Out of the Furnace” è un film del 2013 scritto e diretto da Scott Cooper.
Nel titolo italiano è stato aggiunto il moralistico: “Il fuoco della vendetta”. Quasi a voler gettare in una faccia esterna, o nella fornace stessa, tutti gli elementi simbolici di una storia in cui le vite di due fratelli s’intrecciano con il filo del più nobile piano del sentimento (sottolineato dalla riuscita colonna sonora curata da Dickon Hinchliffe, polistrumentista dei Tindersticks).
Dalla proiezione emerge con precisione tutta la violenza e la follia insita nella società in perenne stato di combattimento.
Rodney Jr. e Russell vivono in una piccola cittadina della Pennsylvania, attorno alla fonderia in cui lavorava l’ora anziano e malato padre e dove lavora lo stesso fratello maggiore, Russell.

Rodney Jr. rappresenta l’istinto. Desidera restare fuori dalla fonderia e si arruola nell’esercito, un lavoro che gli consente di stare a casa e prendersi cura del padre tra una missione e l’altra. Viaggia, andando dove? In guerra. Ed anche dopo l’Iraq, lasciato ormai l’esercito, sceglie i combattimenti clandestini della boxe a mani nude. Vive il dolore del trauma della guerra letteralmente sopraffatto dallo stesso istinto violento e folle della società che glielo ha inferto. In combattimento a mani nude non ha freni, colpisce il nemico fino alla morte; è ancora in guerra. Privo di paura andrà in contro alla morte spingendosi a combattere fuori città, sulle montagne dove il folle Harlan De Groat detiene il potere del territorio attraverso traffici illeciti legati ai combattimenti e alla droga. Perde se stesso.

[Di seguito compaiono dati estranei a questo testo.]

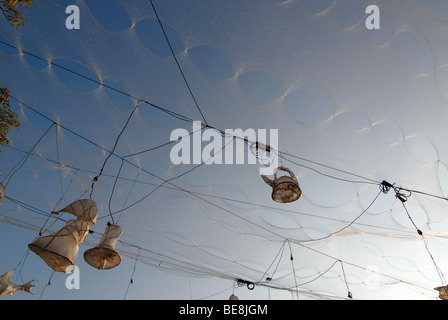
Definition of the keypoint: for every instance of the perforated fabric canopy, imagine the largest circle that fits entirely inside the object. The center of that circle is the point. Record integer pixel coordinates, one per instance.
(352, 106)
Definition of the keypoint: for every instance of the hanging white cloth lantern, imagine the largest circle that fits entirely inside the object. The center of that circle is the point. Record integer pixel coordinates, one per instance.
(443, 292)
(2, 192)
(104, 255)
(7, 287)
(60, 249)
(84, 209)
(284, 189)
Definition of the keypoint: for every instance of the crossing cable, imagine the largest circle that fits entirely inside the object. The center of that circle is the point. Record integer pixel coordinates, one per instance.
(185, 118)
(177, 62)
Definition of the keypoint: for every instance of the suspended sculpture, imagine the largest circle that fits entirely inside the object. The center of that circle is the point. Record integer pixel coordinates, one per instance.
(84, 209)
(284, 189)
(7, 287)
(2, 192)
(104, 255)
(443, 292)
(60, 249)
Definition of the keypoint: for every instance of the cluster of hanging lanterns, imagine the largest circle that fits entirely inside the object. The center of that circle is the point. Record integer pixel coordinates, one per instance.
(59, 250)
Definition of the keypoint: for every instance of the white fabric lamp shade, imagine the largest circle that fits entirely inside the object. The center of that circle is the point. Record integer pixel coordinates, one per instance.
(60, 249)
(84, 209)
(104, 255)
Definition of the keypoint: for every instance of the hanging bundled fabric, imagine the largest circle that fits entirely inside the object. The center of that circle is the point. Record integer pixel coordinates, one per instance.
(7, 287)
(443, 292)
(284, 189)
(2, 192)
(60, 249)
(84, 209)
(104, 255)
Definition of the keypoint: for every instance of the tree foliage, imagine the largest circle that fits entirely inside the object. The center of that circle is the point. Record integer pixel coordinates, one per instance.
(11, 12)
(8, 118)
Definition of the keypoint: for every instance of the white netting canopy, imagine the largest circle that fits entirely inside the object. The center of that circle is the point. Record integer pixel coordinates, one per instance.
(361, 116)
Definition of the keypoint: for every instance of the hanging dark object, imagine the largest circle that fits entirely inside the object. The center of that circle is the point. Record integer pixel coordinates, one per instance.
(284, 189)
(104, 255)
(7, 287)
(2, 192)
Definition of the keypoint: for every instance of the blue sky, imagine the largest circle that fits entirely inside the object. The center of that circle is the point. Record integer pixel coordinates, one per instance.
(353, 107)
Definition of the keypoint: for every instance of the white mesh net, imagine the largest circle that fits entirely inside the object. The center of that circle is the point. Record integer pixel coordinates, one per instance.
(353, 107)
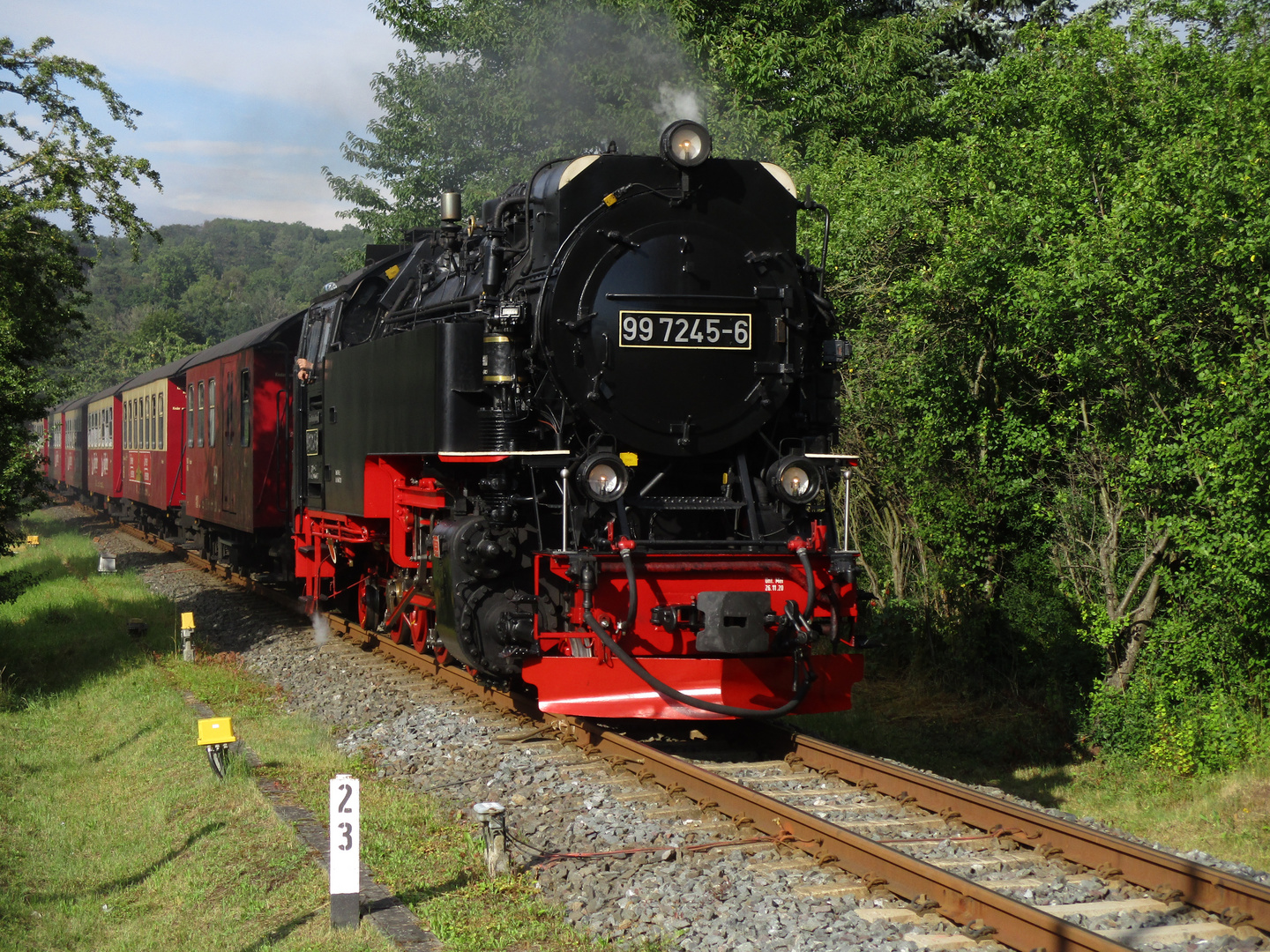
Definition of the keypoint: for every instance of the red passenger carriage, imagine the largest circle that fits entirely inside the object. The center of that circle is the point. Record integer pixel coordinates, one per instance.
(75, 447)
(104, 447)
(152, 410)
(238, 452)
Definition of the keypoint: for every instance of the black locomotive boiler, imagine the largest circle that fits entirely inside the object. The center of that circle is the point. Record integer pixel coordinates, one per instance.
(583, 438)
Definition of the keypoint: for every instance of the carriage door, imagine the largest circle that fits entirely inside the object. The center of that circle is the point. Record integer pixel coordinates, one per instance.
(319, 331)
(231, 465)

Harlan DeGroat rappresenta la follia e la violenza della società che si istituzionalizzano con la meschinità del potere. Ché di psicopatologia del potere si nutre la violenza collettiva. Anche nelle più piccole e sempre tristi realtà.

Russell riconosce che c’è qualcosa di più importante della paura: il sentimento. La libertà di prendersi cura di ciò a cui si tiene di più. È coraggioso. Ed è il coraggio che lo conduce fuori dalla fornace, a compiere azioni che vanno aldilà del moralismo imposto dalla società.
Anche in carcere, dove sconta un periodo di reclusione, non perde se stesso. Si fa tatuare il nome Rodney sul braccio, un richiamo al riconoscimento dell’ombra: l’istinto della violenza collettiva.
Quando affronta DeGroat, l’assassino del fratello, è guidato da ciò che dentro di lui vi è di sacro e luminoso; ciò che va difeso e protetto dalla follia. Non è il fuoco della vendetta a muovere i suoi lucidi passi. È l’essere fuori dalla fornace. Un finale che elude il senso letterale della reclusione illuminando una libertà finalmente riconosciuta, non solo agita.
Seduto ad un tavolo in casa del padre ritrova le albe e i tramonti, il momento esatto in cui i cancelli della notte si aprono e si chiudono. È l’inizio di una nuova proiezione.